9. En outre, la Chambre de recours fait observer que la décision litigieuse reprend l’affirmation de l’École selon laquelle la demande d’obtention des copies des évaluations – présentée par le père du requérant par e-mail - aurait dû être faite par le requérant en personne, étant donné qu’il était majeur. Cette affirmation s’avère erronée. En effet, l’article 6.5.10. ne prévoit pas que la demande d’obtention des copies des évaluations doit être faite uniquement par l’élève s’il est majeur. Au contraire, cette disposition, qui prévoit que le Directeur est tenu d’informer les élèves et leurs parents de leur droit de consulter les copies des évaluations, suggère que même les parents, pour pouvoir jouir de ce droit, aient la possibilité de demander à accéder auxdits documents.
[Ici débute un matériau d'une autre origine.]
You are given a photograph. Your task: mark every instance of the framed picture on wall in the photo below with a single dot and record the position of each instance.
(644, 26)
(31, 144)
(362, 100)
10. Au vu de ce qui précède, le premier moyen du recours est fondé.
Sur le second moyen,
11. Il découle de l’ensemble des observations développées par les parties que, par son second moyen, le requérant conteste en substance l’interprétation erronée de l’article 6.5.9.8 du RARBE opérée dans la décision litigieuse. Cette disposition stipule que « Toutefois, dans l’hypothèse où il subsisterait un écart sensible entre les évaluations attribuées par les deux examinateurs, l’inspecteur responsable pourra avoir recours à un troisième correcteur. La troisième correction sera la règle dans l’hypothèse où l’écart incriminé est supérieur à deux points ».
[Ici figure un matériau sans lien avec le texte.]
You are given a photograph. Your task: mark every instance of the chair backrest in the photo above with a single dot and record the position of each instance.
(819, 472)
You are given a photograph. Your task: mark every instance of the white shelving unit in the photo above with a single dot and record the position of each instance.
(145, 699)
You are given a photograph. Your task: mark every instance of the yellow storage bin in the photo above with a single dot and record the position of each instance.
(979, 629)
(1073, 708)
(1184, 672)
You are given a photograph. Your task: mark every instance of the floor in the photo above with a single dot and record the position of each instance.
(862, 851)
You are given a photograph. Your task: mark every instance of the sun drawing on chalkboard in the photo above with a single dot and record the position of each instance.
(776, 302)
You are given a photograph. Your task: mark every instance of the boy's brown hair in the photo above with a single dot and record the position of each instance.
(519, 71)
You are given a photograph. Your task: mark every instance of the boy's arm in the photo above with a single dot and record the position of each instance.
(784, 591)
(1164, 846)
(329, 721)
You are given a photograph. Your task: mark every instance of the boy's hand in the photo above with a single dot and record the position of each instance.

12. Il résulte du contenu littéral et du contexte de la norme que cette dernière se pose comme l’éventuelle deuxième phase d’une procédure régie globalement par les articles 6.5.9.6, 6.5.9.7 et 6.5.9.8. dont l’objectif est d’assurer une concordance raisonnable entre les évaluations des correcteurs. En effet, cette procédure s’applique dans l’hypothèse où l’inspecteur juge ‘importante’ la différence entre l’évaluation du professeur titulaire du cours et celle de l’examinateur externe. Dans le cas d’espèce, dans un premier stade, l’examinateur externe peut reconsidérer son évaluation sur la base des considérations et des justifications apportées par le titulaire du cours (article 6.5.9.6) et l’évaluation finale équivaut à la moyenne arithmétique des évaluations qui ont été attribuées de cette manière (article 6.5.9.7.).
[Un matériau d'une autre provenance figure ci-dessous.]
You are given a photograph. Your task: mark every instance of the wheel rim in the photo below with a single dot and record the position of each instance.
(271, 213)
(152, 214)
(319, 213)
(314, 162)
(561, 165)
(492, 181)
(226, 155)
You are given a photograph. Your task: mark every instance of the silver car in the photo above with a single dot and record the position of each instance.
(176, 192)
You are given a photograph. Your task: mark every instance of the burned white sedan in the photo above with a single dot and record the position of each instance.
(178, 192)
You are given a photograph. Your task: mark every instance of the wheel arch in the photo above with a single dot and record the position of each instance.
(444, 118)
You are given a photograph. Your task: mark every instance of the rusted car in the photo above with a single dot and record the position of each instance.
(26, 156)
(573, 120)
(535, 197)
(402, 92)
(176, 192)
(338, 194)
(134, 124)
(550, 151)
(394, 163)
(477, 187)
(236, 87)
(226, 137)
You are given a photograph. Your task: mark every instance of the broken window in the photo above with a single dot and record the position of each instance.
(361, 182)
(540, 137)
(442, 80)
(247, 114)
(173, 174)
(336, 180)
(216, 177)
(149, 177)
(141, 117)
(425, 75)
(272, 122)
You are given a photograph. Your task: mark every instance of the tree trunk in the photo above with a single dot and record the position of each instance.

13. L’article 6.5.9.8, qui prévoit le recours à un troisième correcteur, n’est applicable que dans l’éventualité où, malgré l’application de l’article 6.5.9.6, l’écart entre les évaluations demeure sensible. Or, il convient de constater que l’interprétation de cette norme opérée par la décision attaquée est manifestement erronée. En effet, dans la décision litigieuse, il est affirmé que l’écart nécessaire pour entraîner une troisième correction doit être supérieur à deux points, alors qu’il est évident que, sur la base de l’article 6.5.9.8. même en cas d’écart inférieur, l’inspecteur a la faculté de recourir à une troisième correction. De même, dans la décision litigieuse, il est affirmé que l’expression « écart sensible » se réfère à un « écart de plus de deux points », alors que la simple lecture littérale de l’article 6.5.9.8. permet de déduire que ledit écart peut être même inférieur. Cette constatation n'est nullement infirmée par le fait, invoqué par les Ecoles européennes, que cet article n'impose pas d’obligation de troisième correction en cas d'écart inférieur à deux points, car la décision litigieuse en dénie même la simple possibilité en un tel cas.
14. L’interprétation de l’article 6.5.9.8. contenue dans la décision attaquée est donc manifestement erronée et, par conséquent, le second moyen de recours est lui aussi fondé.